Demo available at:  
👉 **https://gpt2.devshubh.me**

---

# 🧠 Model Architecture

This model follows the **GPT-2 Small** architecture:

- Decoder-only transformer  
- Multi-Head Self-Attention  
- GELU activations  
- LayerNorm (Pre-Norm)  
- Flash Attention enabled during training  
- Positional embeddings  
- Weight decay + AdamW (fused)  
- Mixed Precision (AMP FP16)  

---

# 🛠️ Training Details

## **Pretraining on Ultra-FineWeb Edu (5B token subset)**

- **Dataset:** Ultra-FineWeb Edu (educational, high-quality text)  
- **Tokenizer:** GPT-2 BPE (50304 vocab)  
- **Steps:** Thousands of steps on Kaggle T4  
- **Techniques used:**
  - Flash Attention  
  - Gradient Accumulation  
  - FP16 AMP  
  - Cosine Learning Rate Decay  
  - Warmup  
  - Fused AdamW  
  - Weight Decay  
  - Checkpointing every 500 steps  

---

## **Supervised Fine-Tuning (SFT) for QA**

- **Dataset:** Custom QA JSONL  
- **Format:** `{"instruction": "...", "response": "..."}`  
- **Loss:** Cross-entropy  
- **Goal:** Improve chat quality + correctness for QA  
- **Result:** Stable ~0.6–0.7 loss, improved reasoning  
- **Tokens:** ~100K–200K from curated dataset  

---

# 📚 Datasets Used

### **Pretraining Dataset: Ultra-FineWeb Edu**
- Educational subset of Ultra-FineWeb  
- High-quality English text  
- Filtered for correctness  
- Contains textbook-like explanations  
- Clean enough to bootstrap small LLMs  

### **Fine-Tuning Dataset: Custom QA JSONL**
- Australian knowledge  
- Definitions  
- Technology facts  
- Simple reasoning questions  
- Clean short answers  

---

# 🔤 Tokenizer

- GPT-2 BPE  
- 50304 vocab  
- Identical formatting to GPT-2 tokenizer  
- Tokenization done via `tiktoken`  

---

# 💻 How to Use (Karpathy Repo)

### **1. Clone the repo**
```bash
git clone https://github.com/shubharthaksangharsha/karpathy
cd karpathy/chapter-9-sft-rhlf-dpo-gpt2-124m
```

### **2. Run inference**
```python
import torch
from model import GPT

ckpt = torch.load("model_09535.pt", map_location="cpu")
model = GPT(config=ckpt['config'])
model.load_state_dict(ckpt['model'])
model.eval()

out = model.generate("Who is the prime minister of australia?", max_new_tokens=60)
print(out)
```

### **To run the QA model instead:**
```python
import torch
from model import GPT

ckpt = torch.load("qa-sft_best.pt", map_location="cpu")
model = GPT(config=ckpt['config'])
model.load_state_dict(ckpt['model'])
model.eval()

out = model.generate("What is the capital of Australia?", max_new_tokens=60)
print(out)
```

---

# 🤗 How to Use (Hugging Face Transformers)

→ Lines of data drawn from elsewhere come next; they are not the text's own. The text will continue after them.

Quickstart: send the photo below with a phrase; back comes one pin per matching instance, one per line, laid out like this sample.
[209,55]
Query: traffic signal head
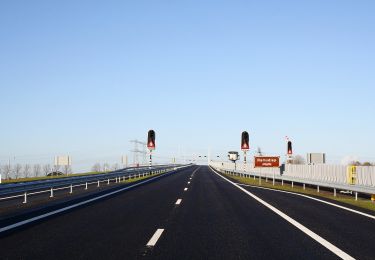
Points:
[245,141]
[290,150]
[151,140]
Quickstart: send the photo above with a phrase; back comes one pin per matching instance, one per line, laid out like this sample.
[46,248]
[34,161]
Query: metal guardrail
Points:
[25,190]
[277,177]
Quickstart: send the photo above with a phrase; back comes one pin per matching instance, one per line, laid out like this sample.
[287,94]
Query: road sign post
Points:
[151,144]
[245,146]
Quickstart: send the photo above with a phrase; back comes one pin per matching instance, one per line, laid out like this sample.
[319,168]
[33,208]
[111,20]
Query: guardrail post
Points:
[25,198]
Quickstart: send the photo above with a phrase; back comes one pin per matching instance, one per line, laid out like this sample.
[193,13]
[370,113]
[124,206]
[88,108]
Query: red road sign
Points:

Because this is a **Karpathy-format checkpoint**, you cannot load it directly using:

```python
AutoModelForCausalLM.from_pretrained(...)
```

Instead, load the state dict manually:

```python
import torch
state = torch.load("model_09535.pt", map_location="cpu")
model = state["model"]
```

⚠️ A conversion script is required for full HF `.from_pretrained()` compatibility.

---

# 📝 Example Inference (QA Model)

```python
import torch
from model import GPT
from tokenizer import GPT2Tokenizer

tokenizer = GPT2Tokenizer()

ckpt = torch.load("qa-sft_best.pt")
model = GPT(config=ckpt['config'])
model.load_state_dict(ckpt['model'])
model.eval()

prompt = "Q: What is the capital of Australia?\nA:"
tokens = tokenizer.encode(prompt)
out = model.generate(tokens, max_new_tokens=60)
print(tokenizer.decode(out))
```

---

# ⚠️ Limitations
- Only 124M parameters (not SOTA)  
- Limited reasoning ability  
- Trained on small custom QA set  
- Not RLHF-finetuned (only SFT)  
- Not safety-aligned or filtered  

---

# 📄 License
This work is based on Andrej Karpathy’s "Neural Networks: Zero to Hero" course and follows the same educational license.